MOSCOW — President Dmitri A. Medvedev said Friday that Russia planned to build the first nuclear power plant in Venezuela, and that the United States should not object because Russia’s intentions were “absolutely pure and open.”
The deal was announced during a state visit to Moscow by Venezuela’s president, Hugo Chávez, and is in keeping with a push by Russian businesses to expand sales of reactors and nuclear fuel around the world. Just in August, Russia completed work on Iran’s first nuclear power plant.
“I don’t know who will shudder at this,” Mr. Medvedev said at a meeting with Mr. Chávez, coyly noting the possibility of American concerns about transferring nuclear technology to Mr. Chávez’s government, which has long been at odds with the United States. Venezuela, like Iran, is brimming with energy from oil and natural gas, possibly raising concerns about its motives.
“The president said there will be countries in which this will provoke different emotions, but I want to say specially that our intentions are absolutely pure and open,” Mr. Medvedev said.
Mr. Chávez was here to negotiate a variety of oil and other economic deals, in addition to the nuclear agreement. Energy officials from both countries also signed an inter-governmental agreement approving BP’s plan to sell assets in Venezuela to a Russian joint venture, a sale intended to help pay gulf spill lawsuits.
Russia first offered Venezuela nuclear power in 2008, during an intense spell of anti-Western sentiment in Moscow after the war with Georgia. The agreement on Friday fleshed out that offer.
It specified that the Russian state nuclear power company, Rosatom, would build one nuclear plant with two large pressurized water reactors to generate power, and one small research reactor to make medical isotopes and what was described as nuclear materials that could be useful as pesticides for agriculture.
Mr. Medvedev said Friday that Russia would help Venezuela build “an entire range of energy opportunities.” He added that “even such an oil- and gas-rich country as Venezuela needs new sources of energy.”
The timing on the deal was vague, and it remains unclear whether the cost and scientific expertise for a nuclear program are outside of Venezuela’s reach, even with Russian help.
In comments Friday, Sergei V. Kiriyenko, the chief executive of Rosatom, left open a wide range of possibilities for when Russia might begin work on a new nuclear power plant. “It could be in ten years; it could be sooner,” Mr. Kiriyenko said, adding that the smaller research reactor would be the priority for now.
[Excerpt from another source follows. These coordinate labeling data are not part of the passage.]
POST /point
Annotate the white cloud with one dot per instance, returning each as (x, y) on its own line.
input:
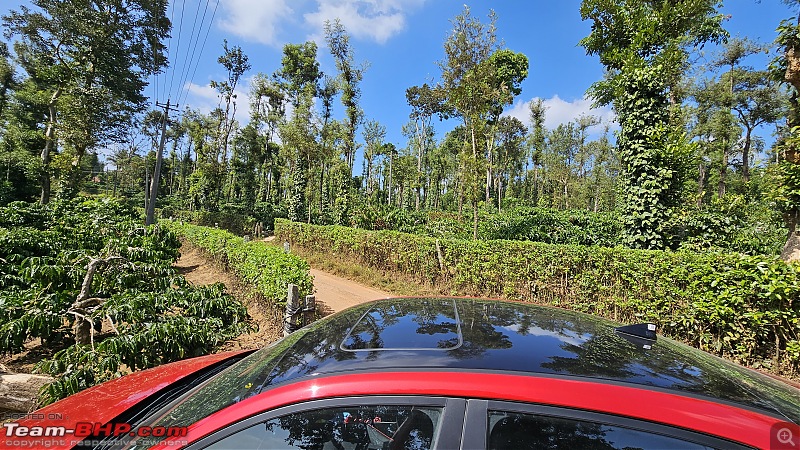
(560, 111)
(206, 98)
(376, 20)
(256, 20)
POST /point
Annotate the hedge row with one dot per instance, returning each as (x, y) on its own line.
(744, 308)
(266, 269)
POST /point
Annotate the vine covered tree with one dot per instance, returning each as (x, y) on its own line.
(643, 46)
(91, 61)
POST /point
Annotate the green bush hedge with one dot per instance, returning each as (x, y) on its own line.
(746, 308)
(268, 270)
(732, 225)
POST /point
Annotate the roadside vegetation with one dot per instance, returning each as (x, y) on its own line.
(98, 291)
(266, 270)
(737, 306)
(678, 213)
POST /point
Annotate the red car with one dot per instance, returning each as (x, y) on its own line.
(435, 373)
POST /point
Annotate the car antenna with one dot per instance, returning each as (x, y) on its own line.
(642, 335)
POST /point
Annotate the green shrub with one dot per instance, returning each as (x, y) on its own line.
(142, 313)
(267, 269)
(744, 307)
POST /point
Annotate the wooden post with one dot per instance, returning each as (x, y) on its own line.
(18, 392)
(308, 309)
(292, 308)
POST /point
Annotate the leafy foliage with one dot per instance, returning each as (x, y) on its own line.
(143, 314)
(742, 307)
(267, 269)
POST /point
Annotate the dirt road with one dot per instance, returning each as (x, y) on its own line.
(337, 293)
(333, 294)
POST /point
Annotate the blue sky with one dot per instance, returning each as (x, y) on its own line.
(401, 40)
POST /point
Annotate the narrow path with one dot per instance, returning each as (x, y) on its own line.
(335, 293)
(201, 271)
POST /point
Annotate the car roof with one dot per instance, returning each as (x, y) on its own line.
(489, 335)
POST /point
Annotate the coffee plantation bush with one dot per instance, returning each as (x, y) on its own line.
(746, 308)
(733, 225)
(139, 312)
(266, 269)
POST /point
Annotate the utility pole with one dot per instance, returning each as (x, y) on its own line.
(156, 179)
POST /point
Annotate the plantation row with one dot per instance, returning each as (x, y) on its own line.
(730, 226)
(746, 308)
(267, 270)
(101, 292)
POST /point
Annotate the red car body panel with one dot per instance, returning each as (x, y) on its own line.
(693, 413)
(104, 402)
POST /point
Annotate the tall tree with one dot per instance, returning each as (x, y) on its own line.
(350, 75)
(96, 55)
(643, 46)
(786, 192)
(236, 64)
(478, 79)
(299, 76)
(425, 102)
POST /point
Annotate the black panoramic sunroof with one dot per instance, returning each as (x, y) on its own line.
(433, 325)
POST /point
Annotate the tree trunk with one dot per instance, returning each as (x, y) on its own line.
(701, 184)
(19, 391)
(746, 155)
(48, 146)
(723, 173)
(791, 250)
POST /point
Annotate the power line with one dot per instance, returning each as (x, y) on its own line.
(188, 60)
(208, 31)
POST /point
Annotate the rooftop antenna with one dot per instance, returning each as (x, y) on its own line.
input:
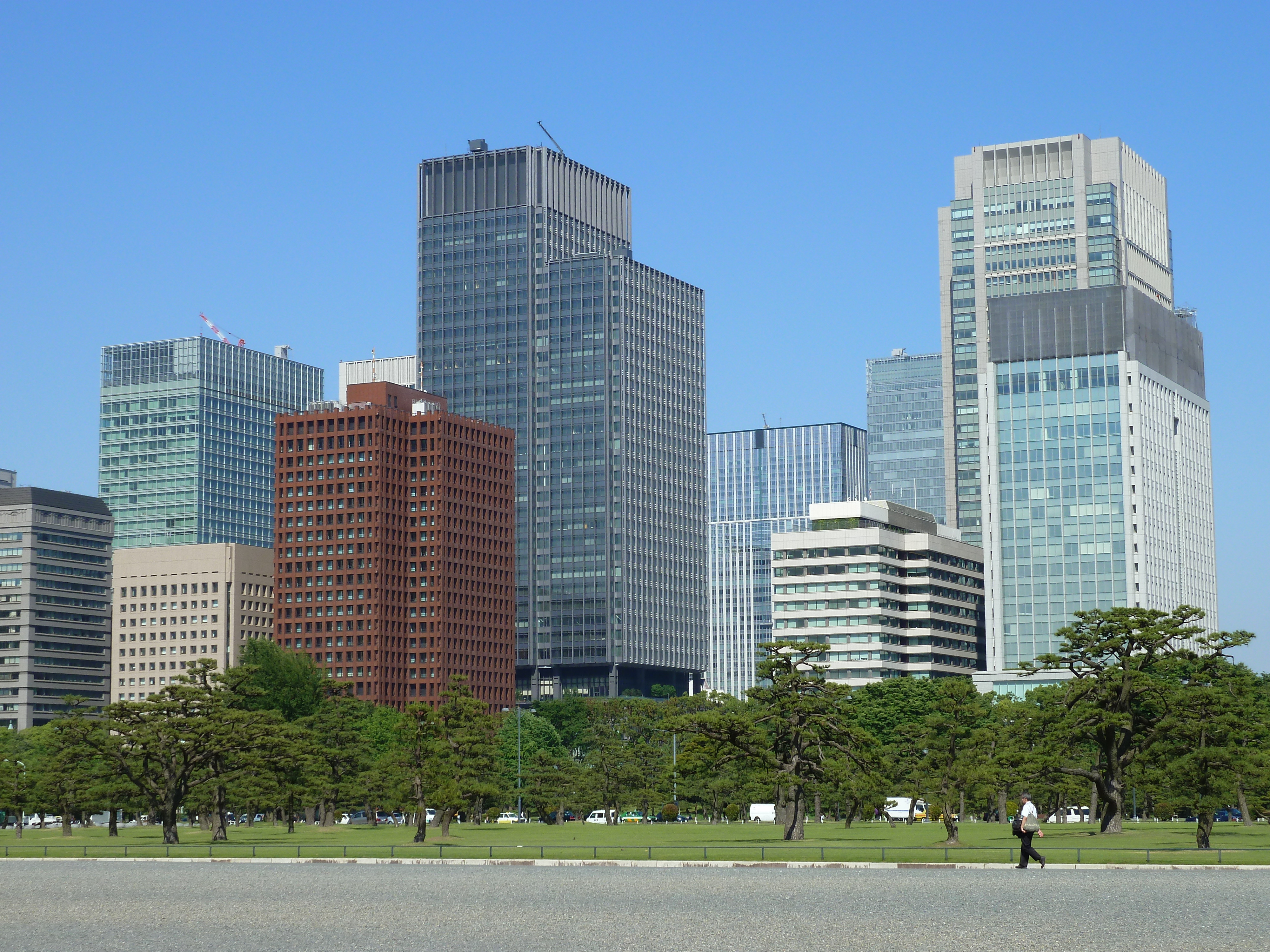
(552, 138)
(219, 333)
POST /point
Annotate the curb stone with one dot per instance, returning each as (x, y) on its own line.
(638, 864)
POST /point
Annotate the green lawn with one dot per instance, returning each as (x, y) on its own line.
(863, 842)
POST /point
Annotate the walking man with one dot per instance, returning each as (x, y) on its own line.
(1026, 826)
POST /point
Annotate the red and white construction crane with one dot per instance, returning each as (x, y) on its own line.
(218, 332)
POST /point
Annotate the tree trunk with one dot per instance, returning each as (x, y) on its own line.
(1205, 830)
(794, 813)
(1113, 807)
(170, 822)
(220, 831)
(421, 831)
(1245, 818)
(949, 823)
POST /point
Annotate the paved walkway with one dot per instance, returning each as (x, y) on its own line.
(266, 906)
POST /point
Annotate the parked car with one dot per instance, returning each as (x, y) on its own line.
(897, 809)
(763, 813)
(1075, 814)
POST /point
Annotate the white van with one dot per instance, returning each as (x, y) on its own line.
(897, 809)
(1075, 814)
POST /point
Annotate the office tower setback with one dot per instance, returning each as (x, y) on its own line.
(906, 431)
(763, 482)
(176, 602)
(391, 370)
(1100, 482)
(412, 578)
(1033, 218)
(533, 314)
(187, 449)
(55, 604)
(890, 591)
(1080, 435)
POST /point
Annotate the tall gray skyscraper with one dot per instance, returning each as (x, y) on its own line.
(534, 315)
(1031, 218)
(906, 431)
(1080, 436)
(763, 482)
(187, 440)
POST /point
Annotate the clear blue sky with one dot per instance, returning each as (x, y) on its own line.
(257, 162)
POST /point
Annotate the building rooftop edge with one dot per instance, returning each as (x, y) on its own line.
(59, 499)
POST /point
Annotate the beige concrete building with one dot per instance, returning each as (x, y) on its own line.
(893, 593)
(173, 604)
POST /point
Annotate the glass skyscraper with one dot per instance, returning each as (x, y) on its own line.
(187, 440)
(1026, 219)
(763, 482)
(906, 431)
(534, 315)
(1080, 435)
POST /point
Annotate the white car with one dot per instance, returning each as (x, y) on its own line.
(1075, 814)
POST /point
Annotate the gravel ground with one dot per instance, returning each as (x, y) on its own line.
(143, 907)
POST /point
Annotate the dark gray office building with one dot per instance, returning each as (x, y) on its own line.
(534, 315)
(55, 604)
(906, 431)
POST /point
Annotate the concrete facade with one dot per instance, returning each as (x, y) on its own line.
(534, 315)
(55, 604)
(892, 592)
(389, 370)
(763, 482)
(1032, 218)
(177, 602)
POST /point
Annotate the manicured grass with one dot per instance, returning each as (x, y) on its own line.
(863, 842)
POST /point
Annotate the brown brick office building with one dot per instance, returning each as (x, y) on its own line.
(394, 546)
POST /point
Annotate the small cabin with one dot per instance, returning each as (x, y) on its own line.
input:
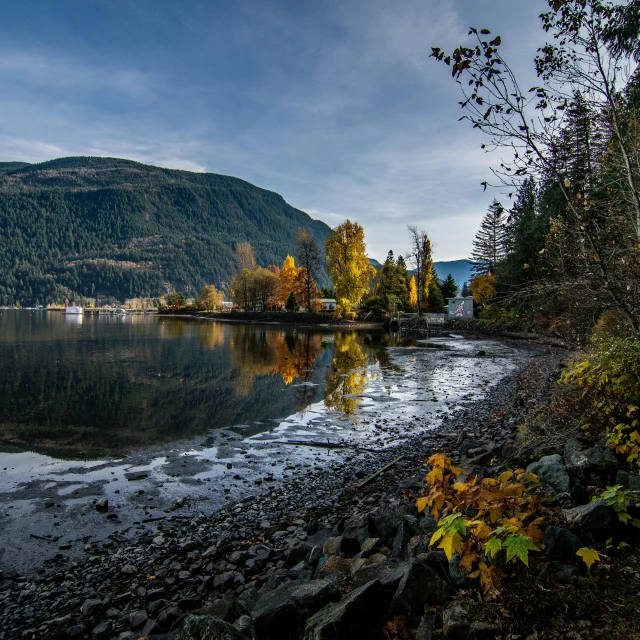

The deepening of Russia’s nuclear cooperation with Venezuela marks only one of dozens of nuclear deals for Russia in recent years. Russia’s commercial interests lie in building nuclear power reactors and selling fuel around the world. As a legacy of the cold war, Russia has 40 percent of the world’s uranium enrichment capacity, far more than it needs for its domestic industry.
After the meetings on Friday, Mr. Chávez promoted some trade opportunities of his own.
At a news conference with the Russian president, he pulled out a chocolate bar and a bottle of jam made of bananas, and suggested that Russians might like to try those Venezuelan products.